Published in Proceedings of the National Academy of Sciences, the study says that while the southernmost continent lost 40 billion tons of ice between 1979 and 1989, that number rose an incredible 280% in the last four decades, with an estimated 252 billion tons lost each year since 2009. By comparing the gains in annual snowfall to the amount of ice being lost in 65 different parts of Antarctica, the scientists found a clear imbalance. “The places undergoing changes in Antarctica are not limited to just a couple places,” said Eric Rignot, lead author and Earth-systems scientist for the University of California at Irvine and NASA. “They seem to be more extensive than what we thought. That, to me, seems to be reason for concern.”

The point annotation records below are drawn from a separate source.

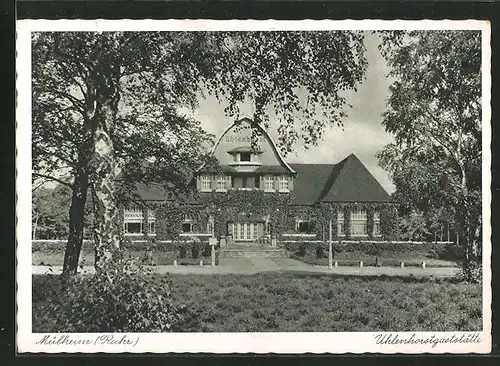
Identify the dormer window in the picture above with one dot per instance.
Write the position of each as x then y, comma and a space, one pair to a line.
283, 183
245, 156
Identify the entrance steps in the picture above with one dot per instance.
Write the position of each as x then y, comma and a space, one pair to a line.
251, 251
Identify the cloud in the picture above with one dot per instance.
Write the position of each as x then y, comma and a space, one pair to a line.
363, 133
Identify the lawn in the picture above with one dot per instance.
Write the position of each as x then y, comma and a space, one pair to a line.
277, 302
370, 260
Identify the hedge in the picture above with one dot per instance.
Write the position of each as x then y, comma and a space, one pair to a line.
174, 250
445, 251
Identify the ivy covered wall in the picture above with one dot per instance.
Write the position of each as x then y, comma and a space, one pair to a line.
283, 215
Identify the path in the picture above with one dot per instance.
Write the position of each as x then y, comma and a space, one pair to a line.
257, 265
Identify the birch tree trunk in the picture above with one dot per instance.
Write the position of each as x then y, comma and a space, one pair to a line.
103, 171
76, 223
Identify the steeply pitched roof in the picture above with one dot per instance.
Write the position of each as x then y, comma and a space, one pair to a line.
347, 181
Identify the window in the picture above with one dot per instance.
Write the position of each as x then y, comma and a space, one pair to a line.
340, 223
210, 225
187, 224
133, 227
133, 221
283, 182
305, 227
205, 183
376, 224
358, 223
187, 227
268, 183
245, 156
221, 182
151, 222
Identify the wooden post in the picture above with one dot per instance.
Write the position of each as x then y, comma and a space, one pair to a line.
330, 247
212, 242
213, 256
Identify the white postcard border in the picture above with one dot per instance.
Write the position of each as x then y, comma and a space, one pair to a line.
335, 342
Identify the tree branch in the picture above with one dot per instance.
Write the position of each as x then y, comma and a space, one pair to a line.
48, 177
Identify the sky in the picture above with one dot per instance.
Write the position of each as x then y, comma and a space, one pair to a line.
363, 133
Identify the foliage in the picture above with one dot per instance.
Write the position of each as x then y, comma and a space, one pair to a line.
293, 302
413, 227
402, 250
434, 114
128, 299
50, 213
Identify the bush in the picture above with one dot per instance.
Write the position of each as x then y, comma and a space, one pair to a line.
472, 273
320, 251
450, 252
183, 252
302, 250
126, 299
195, 250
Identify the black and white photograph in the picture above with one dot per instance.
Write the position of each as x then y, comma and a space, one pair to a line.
253, 186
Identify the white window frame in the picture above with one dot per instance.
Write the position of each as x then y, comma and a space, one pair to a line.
268, 183
205, 183
340, 223
359, 223
283, 183
377, 230
133, 215
221, 183
211, 225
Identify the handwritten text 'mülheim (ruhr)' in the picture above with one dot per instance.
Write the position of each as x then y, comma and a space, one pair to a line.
397, 339
104, 339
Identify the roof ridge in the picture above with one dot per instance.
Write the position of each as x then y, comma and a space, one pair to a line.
332, 177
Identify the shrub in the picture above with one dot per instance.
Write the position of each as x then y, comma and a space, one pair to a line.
302, 250
451, 252
195, 250
472, 273
126, 299
320, 251
183, 252
207, 251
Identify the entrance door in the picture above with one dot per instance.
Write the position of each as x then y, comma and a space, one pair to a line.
244, 231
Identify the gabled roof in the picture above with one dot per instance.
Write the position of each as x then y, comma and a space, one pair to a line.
244, 149
347, 181
262, 130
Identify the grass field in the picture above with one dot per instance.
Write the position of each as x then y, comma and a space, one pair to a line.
370, 260
275, 302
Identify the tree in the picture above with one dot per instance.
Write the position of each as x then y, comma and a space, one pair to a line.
50, 213
101, 100
434, 114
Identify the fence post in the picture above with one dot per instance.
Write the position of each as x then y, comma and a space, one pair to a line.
330, 247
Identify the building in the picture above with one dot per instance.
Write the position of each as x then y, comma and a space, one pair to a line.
252, 196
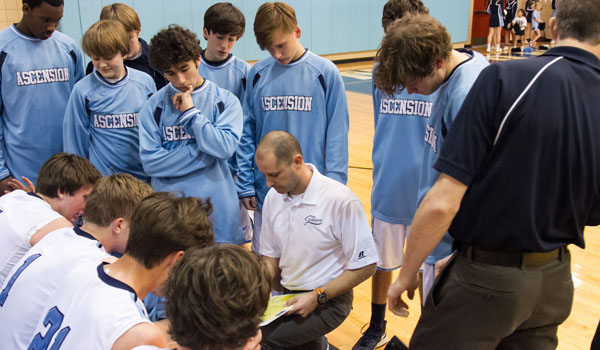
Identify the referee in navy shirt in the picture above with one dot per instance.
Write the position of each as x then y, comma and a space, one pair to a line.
520, 180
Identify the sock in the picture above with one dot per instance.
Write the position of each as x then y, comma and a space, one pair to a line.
377, 312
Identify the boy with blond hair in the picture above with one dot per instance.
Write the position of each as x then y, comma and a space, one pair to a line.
107, 219
293, 90
137, 56
64, 183
101, 120
39, 68
99, 303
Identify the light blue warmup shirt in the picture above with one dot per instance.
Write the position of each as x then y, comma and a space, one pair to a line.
400, 122
451, 95
101, 121
229, 74
36, 80
305, 98
187, 153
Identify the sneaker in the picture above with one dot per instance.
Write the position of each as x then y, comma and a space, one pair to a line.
375, 336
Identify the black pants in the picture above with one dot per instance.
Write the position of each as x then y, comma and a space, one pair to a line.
296, 332
474, 306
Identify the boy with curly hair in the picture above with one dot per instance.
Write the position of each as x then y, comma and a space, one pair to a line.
224, 25
189, 129
400, 119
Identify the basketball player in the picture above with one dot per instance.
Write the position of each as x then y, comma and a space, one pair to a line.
39, 67
64, 183
189, 130
99, 305
224, 25
400, 120
428, 64
137, 56
101, 120
294, 90
517, 186
215, 297
107, 219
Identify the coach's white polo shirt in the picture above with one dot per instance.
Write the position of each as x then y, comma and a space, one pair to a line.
316, 235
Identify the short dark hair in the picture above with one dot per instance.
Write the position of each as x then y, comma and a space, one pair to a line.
224, 18
173, 45
124, 14
409, 51
270, 18
215, 297
395, 9
579, 20
66, 173
283, 145
164, 224
115, 196
38, 3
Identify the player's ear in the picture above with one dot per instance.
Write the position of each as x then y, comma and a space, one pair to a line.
118, 225
297, 160
298, 32
553, 31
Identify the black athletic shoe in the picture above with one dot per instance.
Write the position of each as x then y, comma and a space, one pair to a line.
375, 336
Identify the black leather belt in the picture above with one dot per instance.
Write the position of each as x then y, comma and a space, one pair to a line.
522, 260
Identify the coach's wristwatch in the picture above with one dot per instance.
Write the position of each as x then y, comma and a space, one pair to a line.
321, 296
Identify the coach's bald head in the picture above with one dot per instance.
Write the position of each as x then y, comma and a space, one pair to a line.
282, 144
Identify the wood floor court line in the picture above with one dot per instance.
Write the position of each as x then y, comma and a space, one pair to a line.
575, 334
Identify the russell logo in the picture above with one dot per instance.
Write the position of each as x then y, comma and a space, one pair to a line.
312, 220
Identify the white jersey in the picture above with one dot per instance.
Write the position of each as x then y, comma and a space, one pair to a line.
21, 216
35, 277
88, 310
316, 235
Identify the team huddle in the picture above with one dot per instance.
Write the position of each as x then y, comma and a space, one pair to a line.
144, 177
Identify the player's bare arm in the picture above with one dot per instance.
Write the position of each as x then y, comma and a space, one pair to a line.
432, 220
141, 334
250, 203
49, 227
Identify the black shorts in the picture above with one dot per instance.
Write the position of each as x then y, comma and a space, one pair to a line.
508, 23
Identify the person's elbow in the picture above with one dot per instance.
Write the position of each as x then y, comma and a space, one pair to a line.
370, 270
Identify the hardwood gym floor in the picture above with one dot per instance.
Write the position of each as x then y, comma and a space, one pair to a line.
575, 333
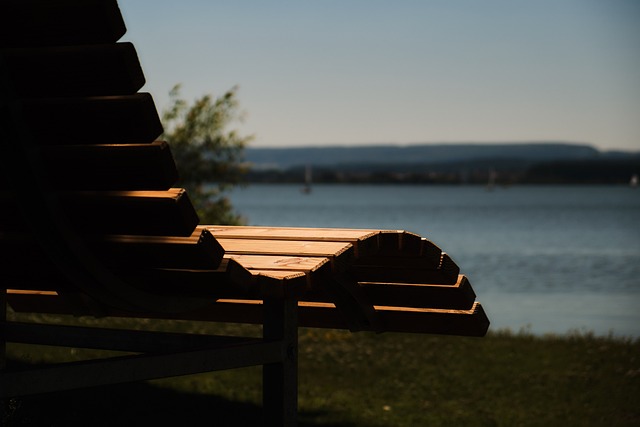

It takes an estimated 360 billion tons of ice to raise the sea level a millimeter. That may not sound like a lot, but according to the study the seas have risen 7-8 inches since 1900. Now that the ice is melting 6 times faster than it was just 40 years ago, those extra inches of water are stacking up fast, which puts small islands and low-lying regions at risk of being completely destroyed. Some glaciers included in the study were found to be more vulnerable than others because of a combination of global warming, location, and slope. “It has been known for some time that the West Antarctic and Antarctic Peninsula have been losing mass, but discovering that significant mass loss is also occurring in the East Antarctic is really important because there’s such a large volume of sea-level equivalent contained in those basins,” said University of Waterloo glacier expert Christine Dow. “It shows that we can’t ignore the East Antarctic and need to focus in on the areas that are losing mass most quickly, particularly those with reverse bed slopes that could result in rapid ice disintegration and sea-level rise.”
The experts agree that more research is needed to make sense of what is happening and to come up with ways to fix it. We’re not underwater yet, so it’s not too late to act.